Po drugie, być może komuś kto wydaje swoje pieniądze, jakaś refleksja jednak przyjdzie do głowy, czy aby na pewno słusznie je wydaje, ale .... powtórzę, jeśli ktoś ma ochotę wydawać swoje pieniądze na przeróżne Jurasy i inne katolickie bzdury, to tylko jego sprawa.
Ja tylko przypominam, że można wydawać swoje pieniądze na coś sensowniejszego, aczkolwiek po raz kolejny napiszę, że .... każdy robi ze swoimi pieniędzmi co chce.
2020-12-08 12:55:34
gość: ~Ja
@~takitam
A czy pieniądze, które muszę oddawać w podatkach do gminy zawsze wydawane są w moim interesie?
2020-12-08 13:58:39
gość: ~takitam
ostatnio dodany post
@~Ja
Przeważnie nie, ale ..... tak działa (ogólnie pisząc) państwo, czyli my wszyscy jako wspólnota narodowa umawiamy się, że w drodze wyborów wybieramy do władz tych przedstawicieli społeczeństwa/narodu których uważamy za mądrzejszych od nas, a wybieramy ich po to żeby służyli swoją wiedzą i umiejętnościami, a ci z kolei decydują na co pójdą podatki które umówiliśmy się solidarnie płacić żeby to państwo + jego komórki utrzymać, a wszystko po to żeby żyło nam się lepiej.... to tak w dużym skrócie.
Niestety, tak długo jak będziemy wybierać do władz ludzi których ambicją są remonty kościółków, budowa basenów, organizowanie komunikacji miejskiej w mieście w którym nie jest w ogóle potrzebna, rewitalizacja parków, organizowanie zawodów sportowych i w ogóle wszelakich tego typu bzdetów, tak długo pieniądze (czyli Twoje podatki) będą marnowane na rzeczone bzdety.
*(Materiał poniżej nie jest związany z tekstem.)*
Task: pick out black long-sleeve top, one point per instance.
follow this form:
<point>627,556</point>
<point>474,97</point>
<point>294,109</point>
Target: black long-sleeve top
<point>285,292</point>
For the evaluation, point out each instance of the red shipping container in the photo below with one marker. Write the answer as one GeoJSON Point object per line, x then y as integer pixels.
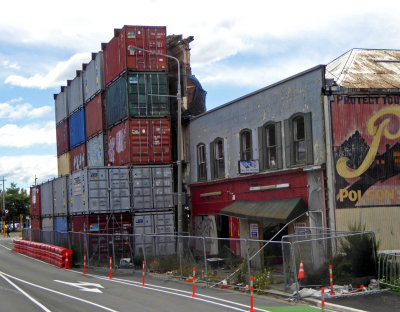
{"type": "Point", "coordinates": [140, 141]}
{"type": "Point", "coordinates": [119, 56]}
{"type": "Point", "coordinates": [35, 223]}
{"type": "Point", "coordinates": [118, 223]}
{"type": "Point", "coordinates": [95, 116]}
{"type": "Point", "coordinates": [36, 204]}
{"type": "Point", "coordinates": [78, 158]}
{"type": "Point", "coordinates": [62, 135]}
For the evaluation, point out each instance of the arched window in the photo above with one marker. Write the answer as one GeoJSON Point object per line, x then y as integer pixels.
{"type": "Point", "coordinates": [270, 146]}
{"type": "Point", "coordinates": [201, 162]}
{"type": "Point", "coordinates": [217, 159]}
{"type": "Point", "coordinates": [298, 140]}
{"type": "Point", "coordinates": [246, 146]}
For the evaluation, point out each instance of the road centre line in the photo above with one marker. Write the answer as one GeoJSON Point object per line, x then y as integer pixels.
{"type": "Point", "coordinates": [59, 293]}
{"type": "Point", "coordinates": [25, 293]}
{"type": "Point", "coordinates": [176, 293]}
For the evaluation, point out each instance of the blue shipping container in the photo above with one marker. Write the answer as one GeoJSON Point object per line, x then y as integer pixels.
{"type": "Point", "coordinates": [60, 224]}
{"type": "Point", "coordinates": [77, 128]}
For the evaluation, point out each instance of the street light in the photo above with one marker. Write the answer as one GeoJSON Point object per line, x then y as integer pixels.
{"type": "Point", "coordinates": [179, 132]}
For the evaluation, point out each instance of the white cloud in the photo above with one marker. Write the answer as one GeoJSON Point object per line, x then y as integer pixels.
{"type": "Point", "coordinates": [23, 111]}
{"type": "Point", "coordinates": [28, 135]}
{"type": "Point", "coordinates": [56, 76]}
{"type": "Point", "coordinates": [23, 169]}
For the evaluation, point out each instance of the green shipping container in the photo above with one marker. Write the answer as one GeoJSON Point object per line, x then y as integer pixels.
{"type": "Point", "coordinates": [139, 94]}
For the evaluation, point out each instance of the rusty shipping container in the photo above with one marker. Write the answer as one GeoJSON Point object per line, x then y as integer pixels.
{"type": "Point", "coordinates": [140, 141]}
{"type": "Point", "coordinates": [119, 55]}
{"type": "Point", "coordinates": [64, 164]}
{"type": "Point", "coordinates": [77, 128]}
{"type": "Point", "coordinates": [75, 93]}
{"type": "Point", "coordinates": [95, 116]}
{"type": "Point", "coordinates": [78, 158]}
{"type": "Point", "coordinates": [95, 148]}
{"type": "Point", "coordinates": [35, 201]}
{"type": "Point", "coordinates": [138, 95]}
{"type": "Point", "coordinates": [61, 105]}
{"type": "Point", "coordinates": [102, 223]}
{"type": "Point", "coordinates": [62, 136]}
{"type": "Point", "coordinates": [93, 77]}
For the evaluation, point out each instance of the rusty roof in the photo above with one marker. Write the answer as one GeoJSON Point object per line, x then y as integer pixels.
{"type": "Point", "coordinates": [366, 68]}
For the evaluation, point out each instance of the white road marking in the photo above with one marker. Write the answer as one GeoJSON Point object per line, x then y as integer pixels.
{"type": "Point", "coordinates": [60, 293]}
{"type": "Point", "coordinates": [90, 287]}
{"type": "Point", "coordinates": [177, 292]}
{"type": "Point", "coordinates": [25, 294]}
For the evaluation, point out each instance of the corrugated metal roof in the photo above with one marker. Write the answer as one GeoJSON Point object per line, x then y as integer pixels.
{"type": "Point", "coordinates": [281, 211]}
{"type": "Point", "coordinates": [366, 68]}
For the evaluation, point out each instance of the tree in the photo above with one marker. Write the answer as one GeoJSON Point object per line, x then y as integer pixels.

Przy tym wszystkim nie mam nic do tego jak wybiera większość, czyli jeśli większość zamiast pracy, sensownych dróg, infrastruktury ogólnie pojętej, dobrego szkolnictwa, dobrej służby zdrowia, dobrze wyposażonego i wyszkolonego wojska, w miarę inteligentnej policji i w ogóle wszystkiego tego czym naprawdę powinna zajmować się władza, wybiera uśmiechających się do tego społeczeństwa pajaców jarających się pierdółkami w stylu parków wodnych et consortes, to niech w/w większość tkwi nadal w tej iluzji tzw. dobrobytu.